Forests are a dominant source of biogenic hydrocarbons that are emitted into the air, accounting for nearly 80 percent of all non-methane hydrocarbons that are released into the global atmosphere. Once in the atmosphere, these hydrocarbons undergo chemical reactions that profoundly impact the formation of ozone and atmospheric fine particles. The modeling system being developed at ATDD is referred to as the Atmospheric Chemistry and Canopy Exchange Simulation System (ACCESS). It is designed to provide a more physically, chemically and biologically consistent and robust representation of important processes affecting the exchange of biogenic hydrocarbons between the forest canopy and the atmosphere than can be included in current state-of-the-science air quality models such as those used in NOAA’s NAQFC. In conjunction with chemical data from intensive field measurement campaigns, ACCESS is being used to help understand how important small-scale physical and chemical processes within forest canopy environments are to the prediction of ground-level ozone and fine particle concentrations in large-scale air quality models.
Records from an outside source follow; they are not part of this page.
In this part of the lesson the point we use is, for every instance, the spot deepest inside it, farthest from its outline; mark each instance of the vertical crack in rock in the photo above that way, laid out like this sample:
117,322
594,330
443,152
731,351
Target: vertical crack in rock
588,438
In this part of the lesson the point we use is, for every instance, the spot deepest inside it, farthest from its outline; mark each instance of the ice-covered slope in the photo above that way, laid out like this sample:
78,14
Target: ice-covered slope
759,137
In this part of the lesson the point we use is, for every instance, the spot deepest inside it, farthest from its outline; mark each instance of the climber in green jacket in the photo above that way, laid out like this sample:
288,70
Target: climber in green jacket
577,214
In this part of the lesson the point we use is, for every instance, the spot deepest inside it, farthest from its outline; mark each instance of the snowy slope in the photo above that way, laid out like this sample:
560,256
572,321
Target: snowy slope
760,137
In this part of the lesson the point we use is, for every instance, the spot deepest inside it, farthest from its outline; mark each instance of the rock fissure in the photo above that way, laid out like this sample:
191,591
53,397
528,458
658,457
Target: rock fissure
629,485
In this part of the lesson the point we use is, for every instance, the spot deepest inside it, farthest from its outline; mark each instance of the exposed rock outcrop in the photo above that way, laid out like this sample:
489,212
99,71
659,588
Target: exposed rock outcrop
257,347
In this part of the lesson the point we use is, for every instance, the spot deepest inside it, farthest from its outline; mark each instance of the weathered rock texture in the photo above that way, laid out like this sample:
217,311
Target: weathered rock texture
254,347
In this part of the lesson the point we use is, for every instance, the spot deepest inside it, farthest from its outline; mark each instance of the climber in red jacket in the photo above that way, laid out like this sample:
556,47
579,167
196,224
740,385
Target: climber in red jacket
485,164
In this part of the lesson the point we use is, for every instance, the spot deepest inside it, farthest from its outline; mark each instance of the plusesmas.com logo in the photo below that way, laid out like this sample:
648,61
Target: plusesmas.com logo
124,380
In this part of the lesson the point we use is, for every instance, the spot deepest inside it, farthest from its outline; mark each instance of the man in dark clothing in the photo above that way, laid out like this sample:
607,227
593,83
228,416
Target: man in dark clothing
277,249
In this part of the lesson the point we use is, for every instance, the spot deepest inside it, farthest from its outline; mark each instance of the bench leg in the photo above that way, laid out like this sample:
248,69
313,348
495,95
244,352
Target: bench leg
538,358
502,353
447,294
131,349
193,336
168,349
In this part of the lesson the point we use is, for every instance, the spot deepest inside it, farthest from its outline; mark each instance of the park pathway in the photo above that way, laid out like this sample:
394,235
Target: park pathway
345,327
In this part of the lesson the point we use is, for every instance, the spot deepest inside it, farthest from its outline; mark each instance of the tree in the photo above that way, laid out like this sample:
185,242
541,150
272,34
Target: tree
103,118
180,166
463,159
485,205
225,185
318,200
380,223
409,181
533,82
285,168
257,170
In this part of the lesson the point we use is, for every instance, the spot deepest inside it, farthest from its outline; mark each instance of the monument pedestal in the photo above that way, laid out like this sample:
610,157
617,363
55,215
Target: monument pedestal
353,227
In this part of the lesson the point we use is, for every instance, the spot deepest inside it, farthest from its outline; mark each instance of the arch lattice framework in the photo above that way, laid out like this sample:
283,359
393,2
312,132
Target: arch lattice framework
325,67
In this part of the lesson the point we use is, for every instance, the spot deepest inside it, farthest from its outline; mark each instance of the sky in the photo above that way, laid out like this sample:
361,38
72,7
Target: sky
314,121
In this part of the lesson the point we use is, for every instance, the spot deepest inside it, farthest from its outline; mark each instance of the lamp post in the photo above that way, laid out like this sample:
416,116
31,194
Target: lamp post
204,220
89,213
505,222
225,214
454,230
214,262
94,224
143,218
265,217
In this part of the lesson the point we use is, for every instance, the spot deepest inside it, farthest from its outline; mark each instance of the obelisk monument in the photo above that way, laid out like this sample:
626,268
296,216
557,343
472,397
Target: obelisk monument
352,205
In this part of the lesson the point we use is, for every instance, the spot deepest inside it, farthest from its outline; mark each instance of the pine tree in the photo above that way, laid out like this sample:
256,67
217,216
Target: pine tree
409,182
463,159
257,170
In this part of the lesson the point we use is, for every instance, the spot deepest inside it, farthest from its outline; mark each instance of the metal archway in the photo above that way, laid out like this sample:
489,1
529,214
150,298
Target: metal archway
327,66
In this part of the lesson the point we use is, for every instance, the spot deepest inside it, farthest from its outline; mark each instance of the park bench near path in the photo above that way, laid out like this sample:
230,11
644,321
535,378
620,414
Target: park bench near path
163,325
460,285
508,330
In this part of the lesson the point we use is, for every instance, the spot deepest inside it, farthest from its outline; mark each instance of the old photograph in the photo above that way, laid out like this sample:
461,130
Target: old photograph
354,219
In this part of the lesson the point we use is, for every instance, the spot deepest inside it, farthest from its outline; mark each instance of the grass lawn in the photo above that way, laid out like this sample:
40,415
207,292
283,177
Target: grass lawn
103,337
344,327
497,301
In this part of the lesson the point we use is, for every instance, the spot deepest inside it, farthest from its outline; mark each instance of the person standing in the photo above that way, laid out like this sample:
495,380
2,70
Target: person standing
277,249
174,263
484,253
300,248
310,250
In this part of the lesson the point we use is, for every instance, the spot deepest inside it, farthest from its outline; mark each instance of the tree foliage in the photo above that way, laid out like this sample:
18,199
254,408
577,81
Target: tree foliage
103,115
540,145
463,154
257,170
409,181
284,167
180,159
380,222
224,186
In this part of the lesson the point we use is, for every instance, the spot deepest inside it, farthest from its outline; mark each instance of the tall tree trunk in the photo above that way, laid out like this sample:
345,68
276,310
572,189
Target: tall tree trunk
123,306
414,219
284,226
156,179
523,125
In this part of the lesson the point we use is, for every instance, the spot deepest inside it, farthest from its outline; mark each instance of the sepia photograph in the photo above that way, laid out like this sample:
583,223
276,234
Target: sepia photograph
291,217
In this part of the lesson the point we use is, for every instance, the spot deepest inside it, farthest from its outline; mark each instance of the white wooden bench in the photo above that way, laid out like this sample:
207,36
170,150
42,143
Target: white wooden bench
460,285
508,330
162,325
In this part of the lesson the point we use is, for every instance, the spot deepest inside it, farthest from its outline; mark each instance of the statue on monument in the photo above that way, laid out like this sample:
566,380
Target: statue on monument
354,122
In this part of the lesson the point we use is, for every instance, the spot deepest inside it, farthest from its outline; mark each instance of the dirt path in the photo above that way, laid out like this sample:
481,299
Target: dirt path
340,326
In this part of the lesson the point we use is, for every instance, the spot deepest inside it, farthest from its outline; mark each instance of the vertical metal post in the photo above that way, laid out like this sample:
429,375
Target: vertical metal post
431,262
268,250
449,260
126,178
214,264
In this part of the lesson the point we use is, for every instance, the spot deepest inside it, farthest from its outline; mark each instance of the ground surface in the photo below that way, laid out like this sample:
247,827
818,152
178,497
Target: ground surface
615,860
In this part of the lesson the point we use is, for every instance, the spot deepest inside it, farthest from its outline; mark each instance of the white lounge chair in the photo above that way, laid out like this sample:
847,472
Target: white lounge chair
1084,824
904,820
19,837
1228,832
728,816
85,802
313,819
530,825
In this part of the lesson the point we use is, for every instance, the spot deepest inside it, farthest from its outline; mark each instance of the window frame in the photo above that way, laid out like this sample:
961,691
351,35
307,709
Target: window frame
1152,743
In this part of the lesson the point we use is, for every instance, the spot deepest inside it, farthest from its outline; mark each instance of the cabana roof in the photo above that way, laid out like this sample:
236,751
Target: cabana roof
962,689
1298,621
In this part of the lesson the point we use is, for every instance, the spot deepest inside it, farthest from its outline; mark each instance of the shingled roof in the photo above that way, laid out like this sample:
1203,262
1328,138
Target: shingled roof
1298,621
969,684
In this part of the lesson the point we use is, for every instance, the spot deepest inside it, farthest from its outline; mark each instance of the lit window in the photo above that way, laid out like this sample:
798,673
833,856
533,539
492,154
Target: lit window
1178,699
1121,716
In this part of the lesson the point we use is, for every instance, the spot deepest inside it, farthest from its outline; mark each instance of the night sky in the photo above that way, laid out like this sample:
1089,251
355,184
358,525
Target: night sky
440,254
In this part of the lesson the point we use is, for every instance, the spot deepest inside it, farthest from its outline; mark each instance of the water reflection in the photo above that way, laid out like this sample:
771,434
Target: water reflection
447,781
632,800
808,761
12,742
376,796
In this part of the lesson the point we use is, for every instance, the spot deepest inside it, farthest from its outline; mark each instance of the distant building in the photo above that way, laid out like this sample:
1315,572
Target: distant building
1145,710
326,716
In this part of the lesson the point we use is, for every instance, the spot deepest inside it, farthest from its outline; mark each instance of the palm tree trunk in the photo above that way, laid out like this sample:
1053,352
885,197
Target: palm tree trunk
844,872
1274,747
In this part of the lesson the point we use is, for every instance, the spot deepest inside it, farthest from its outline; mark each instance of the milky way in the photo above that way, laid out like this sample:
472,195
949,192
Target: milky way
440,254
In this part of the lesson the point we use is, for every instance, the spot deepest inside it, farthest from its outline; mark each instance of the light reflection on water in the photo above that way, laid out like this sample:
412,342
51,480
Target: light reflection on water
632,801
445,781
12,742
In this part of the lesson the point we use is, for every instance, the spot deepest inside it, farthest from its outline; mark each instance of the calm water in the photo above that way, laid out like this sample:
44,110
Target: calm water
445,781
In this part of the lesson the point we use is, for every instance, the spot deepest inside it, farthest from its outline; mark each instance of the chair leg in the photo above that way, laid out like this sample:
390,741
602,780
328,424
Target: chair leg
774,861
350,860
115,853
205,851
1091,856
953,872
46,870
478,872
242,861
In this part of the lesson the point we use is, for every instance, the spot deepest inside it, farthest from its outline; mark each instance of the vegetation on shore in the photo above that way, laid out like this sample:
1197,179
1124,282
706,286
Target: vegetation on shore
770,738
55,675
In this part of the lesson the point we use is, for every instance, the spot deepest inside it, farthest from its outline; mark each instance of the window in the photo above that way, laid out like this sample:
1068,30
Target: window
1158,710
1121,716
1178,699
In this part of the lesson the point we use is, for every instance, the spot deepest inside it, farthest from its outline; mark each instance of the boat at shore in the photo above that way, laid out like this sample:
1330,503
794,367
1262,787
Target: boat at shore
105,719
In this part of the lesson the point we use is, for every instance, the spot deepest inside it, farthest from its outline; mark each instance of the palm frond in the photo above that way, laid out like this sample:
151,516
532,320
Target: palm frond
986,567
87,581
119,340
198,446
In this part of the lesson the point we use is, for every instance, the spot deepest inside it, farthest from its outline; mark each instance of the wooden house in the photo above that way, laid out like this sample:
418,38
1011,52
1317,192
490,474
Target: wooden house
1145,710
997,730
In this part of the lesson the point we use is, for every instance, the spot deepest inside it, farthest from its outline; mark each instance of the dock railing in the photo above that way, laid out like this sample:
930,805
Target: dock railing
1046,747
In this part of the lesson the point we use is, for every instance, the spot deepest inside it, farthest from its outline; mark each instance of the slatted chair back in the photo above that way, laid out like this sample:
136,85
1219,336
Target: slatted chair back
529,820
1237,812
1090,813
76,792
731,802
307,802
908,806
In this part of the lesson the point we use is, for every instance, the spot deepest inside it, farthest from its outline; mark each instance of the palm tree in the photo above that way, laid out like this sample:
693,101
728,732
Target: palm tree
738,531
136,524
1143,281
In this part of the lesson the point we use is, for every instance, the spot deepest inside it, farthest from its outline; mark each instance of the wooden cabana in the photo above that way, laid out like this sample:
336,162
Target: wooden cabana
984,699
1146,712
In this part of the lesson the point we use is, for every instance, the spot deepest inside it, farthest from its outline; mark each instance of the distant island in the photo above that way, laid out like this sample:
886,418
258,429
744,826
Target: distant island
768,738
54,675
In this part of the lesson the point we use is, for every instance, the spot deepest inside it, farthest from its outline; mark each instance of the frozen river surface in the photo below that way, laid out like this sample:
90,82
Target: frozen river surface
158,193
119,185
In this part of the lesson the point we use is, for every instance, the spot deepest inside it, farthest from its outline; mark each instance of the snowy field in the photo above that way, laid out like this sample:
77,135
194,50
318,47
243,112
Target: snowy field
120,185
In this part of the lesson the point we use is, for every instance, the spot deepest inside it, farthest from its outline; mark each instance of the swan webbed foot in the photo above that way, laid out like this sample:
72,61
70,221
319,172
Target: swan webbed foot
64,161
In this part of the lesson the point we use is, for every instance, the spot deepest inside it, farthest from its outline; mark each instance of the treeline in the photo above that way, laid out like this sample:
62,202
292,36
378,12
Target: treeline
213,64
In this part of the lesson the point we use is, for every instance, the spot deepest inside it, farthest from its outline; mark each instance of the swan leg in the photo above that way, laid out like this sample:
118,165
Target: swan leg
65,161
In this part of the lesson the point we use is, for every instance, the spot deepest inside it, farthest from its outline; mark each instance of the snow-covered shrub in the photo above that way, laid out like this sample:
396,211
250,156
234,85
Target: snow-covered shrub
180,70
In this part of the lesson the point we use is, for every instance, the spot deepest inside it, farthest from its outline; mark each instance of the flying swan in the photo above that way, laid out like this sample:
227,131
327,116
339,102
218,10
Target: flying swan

Another investigation is focused on dry deposition of PM2.5 from the atmosphere to the Earth’s surface. This process is one of the main removal mechanisms for PM2.5, but has been identified as one of the most uncertain processes affecting predictions of fine particle concentrations in air quality models such as the NAQFC. In particular, the largest uncertainty in particle deposition occurs over landscapes dominated by forests. In this research, a variety of different algorithms are being tested which attempt to simulate the particle deposition process. Results from computer model simulations set up to focus on the southeastern U. S. (which has extensive forest cover) are being compared to data from an intensive field measurement campaign that occurred during the summer of 2013 (Southern Atmosphere Study). Early results from this research indicate that the choice of particle dry deposition algorithm does substantially impact surface concentrations of PM2.5, but has a much larger impact on predicted total deposition of fine particles to the Earth’s surface. These computer simulations, if corroborated by data, may have significant implications for our understanding of the deposition of harmful pollutants to sensitive ecosystems.